In many ways, World War II was a transitional conflict, introducing many new weapons that would become ubiquitous in the later 20th century and change how conflicts were waged. One of these new weapons was jet-propelled aircraft, and one of the most famous of these aircraft was the German Me-262. This new volume, part of Osprey Publishing’s Dogfight series, tells the story about how this promising aircraft never quite met its expectations, yet helped change air warfare.
Written by aviation enthusiast Robert Forsyth, the book covers both the technical aspects of the aircraft, its somewhat tortuous introduction into combat, and the combat experiences of both the Luftwaffe flyers who attempted to stem the tide of the Allied aerial armadas and the Allied fighter pilots faced with a challenging new adversary, many of whom were personally interviewed by the author.
For its day, the Me-262 was truly a technical marvel, and the book has some excellent and rarely seen pictures showing a lot of technical detail of the jet engines, armament, and other details of the aircraft that will no doubt delight airplane and technology enthusiasts. Not only was it the first jet aircraft used in combat, it employed the first air-to-air missiles from a jet fighter, although they were unguided rockets with limited tactical success. However, like all new weapons, the aircraft had a lot of teething troubles, and Hitler’s misguided notion to try and turn the aircraft into a fighter-bomber wasted precious months that kept it from entering combat until 1944. Combined with the challenges of mass production of the aircraft, fuel shortages, and a lack of pilots and the aircraft did not become the potentially strategic game changer its proponents hoped.
In spite of these delays, when the Me-262 was introduced into combat, even in fairly small numbers, it was very successful, having a combination of speed and firepower that proved challenging even for the Allies’ best fighter, the P-51 Mustang. While the Luftwaffe pilots had to develop new tactics to maximize the aircraft’s speed advantage while overcoming the nearly impenetrable wall of allied fighters protecting the bomber streams over Germany daily, the Allies had to determine how to overcome the jet aircraft’s speed and heavy armament without any operational jet aircraft of their own. The author provides a few wonderfully illustrated case studies in how the Me-262 was actually employed against both strategic and tactical bombers and achieved aerial victories against both in spite of being significantly outnumbered.

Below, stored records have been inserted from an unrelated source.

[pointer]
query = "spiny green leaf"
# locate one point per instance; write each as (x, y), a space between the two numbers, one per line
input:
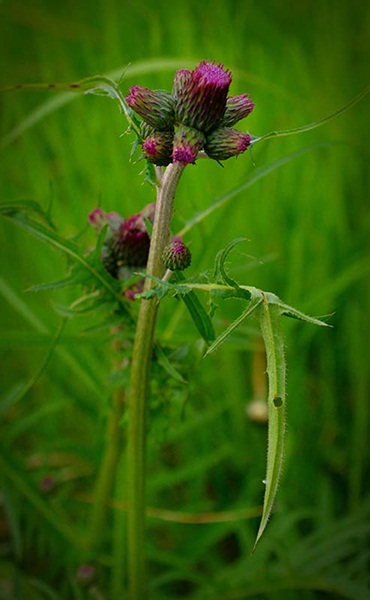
(68, 248)
(220, 272)
(199, 315)
(270, 323)
(253, 304)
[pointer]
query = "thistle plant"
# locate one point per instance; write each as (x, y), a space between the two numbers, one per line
(138, 262)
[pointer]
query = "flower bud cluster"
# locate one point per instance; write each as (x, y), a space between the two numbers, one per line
(126, 243)
(176, 255)
(197, 115)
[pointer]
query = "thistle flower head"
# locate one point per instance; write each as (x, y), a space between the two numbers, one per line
(127, 241)
(197, 114)
(226, 142)
(200, 99)
(154, 106)
(176, 255)
(132, 242)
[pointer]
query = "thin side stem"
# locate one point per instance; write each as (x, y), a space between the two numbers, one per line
(140, 386)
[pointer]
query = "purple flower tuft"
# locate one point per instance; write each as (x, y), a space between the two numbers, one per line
(200, 98)
(154, 106)
(226, 142)
(176, 255)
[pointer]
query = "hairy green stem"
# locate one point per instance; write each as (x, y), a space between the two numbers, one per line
(140, 386)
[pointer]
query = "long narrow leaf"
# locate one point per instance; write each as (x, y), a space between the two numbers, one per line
(253, 304)
(270, 323)
(64, 246)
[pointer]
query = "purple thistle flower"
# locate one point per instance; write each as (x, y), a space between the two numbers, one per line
(200, 98)
(154, 106)
(176, 255)
(226, 142)
(127, 241)
(186, 145)
(237, 108)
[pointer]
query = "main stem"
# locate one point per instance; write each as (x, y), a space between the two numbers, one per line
(140, 386)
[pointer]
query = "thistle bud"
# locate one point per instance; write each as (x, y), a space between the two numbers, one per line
(237, 108)
(176, 255)
(126, 246)
(226, 142)
(154, 106)
(200, 98)
(186, 145)
(157, 146)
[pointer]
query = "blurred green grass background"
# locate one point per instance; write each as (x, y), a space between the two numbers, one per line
(308, 226)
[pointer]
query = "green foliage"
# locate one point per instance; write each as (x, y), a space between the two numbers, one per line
(304, 207)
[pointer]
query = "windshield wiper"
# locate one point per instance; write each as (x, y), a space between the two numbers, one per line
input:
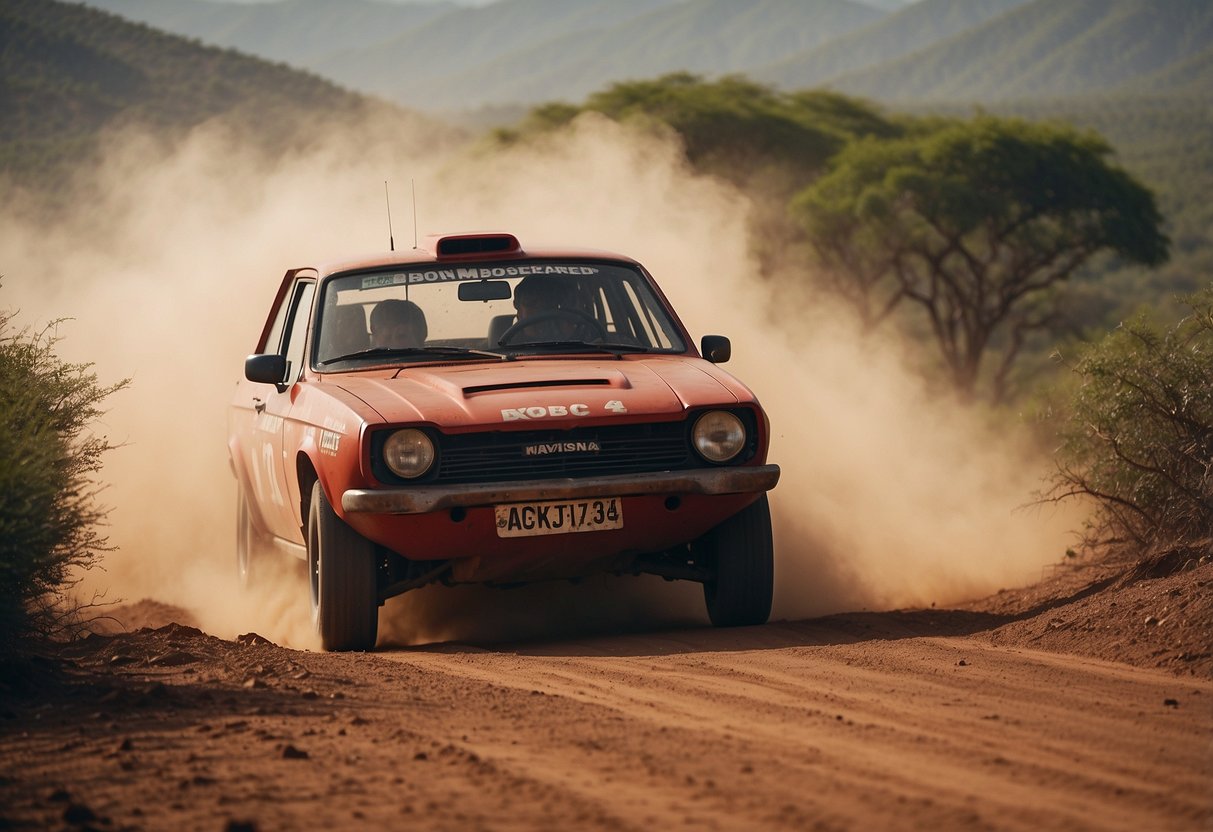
(584, 346)
(405, 352)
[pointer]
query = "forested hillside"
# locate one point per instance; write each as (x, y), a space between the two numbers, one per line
(1047, 49)
(557, 50)
(292, 30)
(913, 28)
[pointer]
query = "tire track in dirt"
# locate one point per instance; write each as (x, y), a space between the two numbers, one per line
(952, 727)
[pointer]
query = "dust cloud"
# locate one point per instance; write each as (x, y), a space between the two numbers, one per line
(889, 496)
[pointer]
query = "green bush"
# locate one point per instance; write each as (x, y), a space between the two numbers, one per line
(49, 513)
(1138, 434)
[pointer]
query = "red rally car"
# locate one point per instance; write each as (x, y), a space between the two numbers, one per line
(476, 412)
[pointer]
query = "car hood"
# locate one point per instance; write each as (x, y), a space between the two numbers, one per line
(530, 392)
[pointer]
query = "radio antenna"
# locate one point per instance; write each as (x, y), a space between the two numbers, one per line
(391, 239)
(414, 184)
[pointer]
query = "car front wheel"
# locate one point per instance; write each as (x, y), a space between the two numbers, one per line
(341, 565)
(740, 554)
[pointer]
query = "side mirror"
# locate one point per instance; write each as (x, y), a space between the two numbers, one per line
(716, 348)
(266, 369)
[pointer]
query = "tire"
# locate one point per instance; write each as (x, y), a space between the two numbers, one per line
(342, 577)
(740, 553)
(250, 542)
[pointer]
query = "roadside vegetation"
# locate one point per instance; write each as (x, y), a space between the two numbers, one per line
(963, 232)
(50, 518)
(1137, 434)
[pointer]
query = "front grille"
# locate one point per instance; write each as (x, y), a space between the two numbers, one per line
(502, 457)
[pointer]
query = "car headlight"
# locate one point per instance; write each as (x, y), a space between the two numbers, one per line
(409, 452)
(718, 436)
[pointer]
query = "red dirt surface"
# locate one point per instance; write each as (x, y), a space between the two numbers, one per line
(1082, 702)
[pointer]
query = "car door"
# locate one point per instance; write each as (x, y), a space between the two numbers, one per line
(269, 463)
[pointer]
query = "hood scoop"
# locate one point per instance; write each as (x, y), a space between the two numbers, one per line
(531, 385)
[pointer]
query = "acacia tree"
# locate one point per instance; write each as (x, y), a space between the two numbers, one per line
(977, 223)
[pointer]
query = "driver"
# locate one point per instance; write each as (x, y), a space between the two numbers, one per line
(541, 296)
(397, 324)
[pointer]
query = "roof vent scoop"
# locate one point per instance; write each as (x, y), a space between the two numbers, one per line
(462, 245)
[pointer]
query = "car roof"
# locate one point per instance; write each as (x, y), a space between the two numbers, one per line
(465, 248)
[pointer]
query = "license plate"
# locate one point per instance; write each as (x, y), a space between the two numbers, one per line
(529, 519)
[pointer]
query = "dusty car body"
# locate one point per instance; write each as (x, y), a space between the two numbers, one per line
(487, 445)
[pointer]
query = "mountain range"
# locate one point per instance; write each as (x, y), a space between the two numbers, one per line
(448, 58)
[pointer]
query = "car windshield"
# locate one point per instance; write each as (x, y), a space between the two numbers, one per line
(489, 312)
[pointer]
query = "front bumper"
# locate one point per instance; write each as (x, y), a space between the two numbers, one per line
(425, 499)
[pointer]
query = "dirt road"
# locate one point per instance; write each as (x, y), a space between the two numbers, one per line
(878, 721)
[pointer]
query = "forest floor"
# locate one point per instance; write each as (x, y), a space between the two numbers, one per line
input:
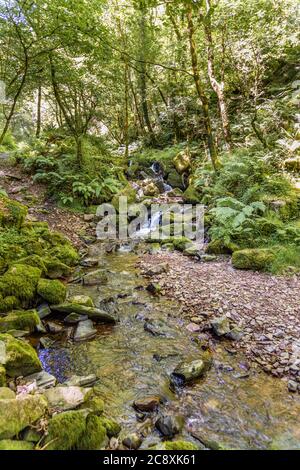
(267, 308)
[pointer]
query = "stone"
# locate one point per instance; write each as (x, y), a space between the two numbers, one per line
(80, 381)
(95, 278)
(147, 403)
(43, 379)
(54, 328)
(84, 331)
(18, 413)
(43, 310)
(21, 358)
(74, 318)
(169, 425)
(93, 313)
(6, 393)
(66, 398)
(220, 326)
(132, 441)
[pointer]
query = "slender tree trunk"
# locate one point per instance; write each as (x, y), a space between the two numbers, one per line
(15, 100)
(200, 90)
(39, 112)
(218, 87)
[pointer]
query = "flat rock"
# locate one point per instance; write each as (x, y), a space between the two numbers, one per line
(66, 398)
(84, 331)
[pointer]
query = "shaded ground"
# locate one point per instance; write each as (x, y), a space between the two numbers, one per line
(20, 187)
(267, 308)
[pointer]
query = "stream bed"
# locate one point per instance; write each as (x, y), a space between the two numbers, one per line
(232, 407)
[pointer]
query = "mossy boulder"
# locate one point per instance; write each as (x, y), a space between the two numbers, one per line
(21, 358)
(65, 430)
(12, 213)
(128, 192)
(18, 413)
(191, 195)
(256, 259)
(9, 444)
(19, 320)
(53, 291)
(20, 281)
(94, 437)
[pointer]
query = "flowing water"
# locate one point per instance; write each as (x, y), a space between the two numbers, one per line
(232, 407)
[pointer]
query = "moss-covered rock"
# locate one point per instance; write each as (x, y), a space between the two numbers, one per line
(94, 437)
(65, 430)
(19, 320)
(21, 358)
(255, 259)
(20, 281)
(54, 292)
(18, 413)
(8, 444)
(128, 192)
(12, 213)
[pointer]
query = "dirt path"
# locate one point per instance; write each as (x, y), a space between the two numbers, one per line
(267, 308)
(20, 186)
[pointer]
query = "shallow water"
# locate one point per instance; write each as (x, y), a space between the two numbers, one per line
(232, 407)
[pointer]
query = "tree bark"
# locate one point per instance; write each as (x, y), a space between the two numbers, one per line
(216, 86)
(200, 91)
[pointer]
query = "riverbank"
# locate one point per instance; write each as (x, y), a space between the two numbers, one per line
(265, 307)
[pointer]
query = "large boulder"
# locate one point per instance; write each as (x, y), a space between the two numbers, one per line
(18, 413)
(256, 259)
(21, 358)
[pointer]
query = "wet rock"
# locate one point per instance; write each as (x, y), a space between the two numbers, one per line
(147, 403)
(84, 331)
(93, 313)
(46, 343)
(43, 310)
(158, 269)
(54, 328)
(74, 318)
(132, 441)
(292, 386)
(220, 326)
(66, 398)
(43, 379)
(18, 413)
(80, 381)
(169, 425)
(95, 278)
(82, 300)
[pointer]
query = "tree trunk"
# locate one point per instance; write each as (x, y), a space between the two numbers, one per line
(200, 90)
(39, 113)
(216, 86)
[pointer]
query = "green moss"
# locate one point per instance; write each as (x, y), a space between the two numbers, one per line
(94, 437)
(12, 213)
(8, 303)
(8, 444)
(54, 292)
(21, 358)
(256, 259)
(113, 428)
(20, 280)
(66, 254)
(19, 320)
(180, 445)
(65, 430)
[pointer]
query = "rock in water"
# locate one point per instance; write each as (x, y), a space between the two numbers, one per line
(66, 398)
(169, 426)
(18, 413)
(85, 330)
(220, 326)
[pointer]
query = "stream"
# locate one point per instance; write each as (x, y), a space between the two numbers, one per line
(232, 407)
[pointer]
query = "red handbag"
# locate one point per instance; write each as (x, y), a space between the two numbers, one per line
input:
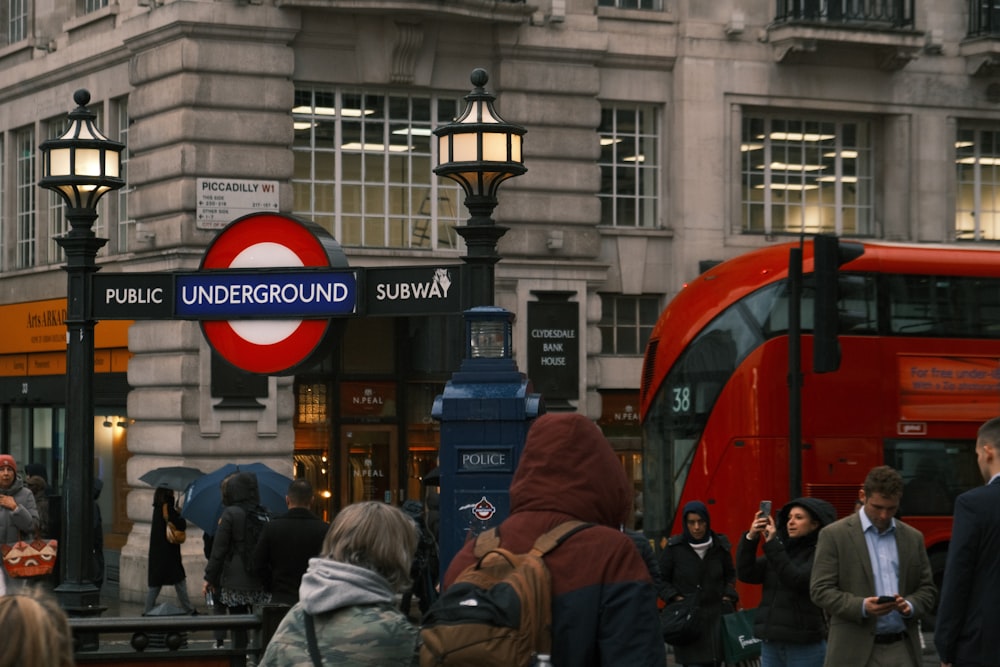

The author provides a number of pilot perspectives from both the German and American veterans of these final air battles, and it is remarkable that the Luftwaffe, in spite of the overwhelming odds and the encroachment of Allied ground forces into Germany, overrunning many of the initial bases where the Me-262 was stationed, that they were able to get any of these aircraft into the air as late as April 1945.
The story doesn’t end with Germany’s surrender. Even before the surrender was made, both the Western Allies and Soviets scoured Germany seeking advanced weapons and technology, especially jet aircraft like the Me-262. Several of these aircraft were brought back to the United States for testing and evaluation against the early American jet fighters.
This little volume packs a big punch of aviation history. Very heavily illustrated and with an excellent blend of technical detail and personal history, it’s a neat little introduction to Germany’s excellent, but ultimately ineffective jet fighter.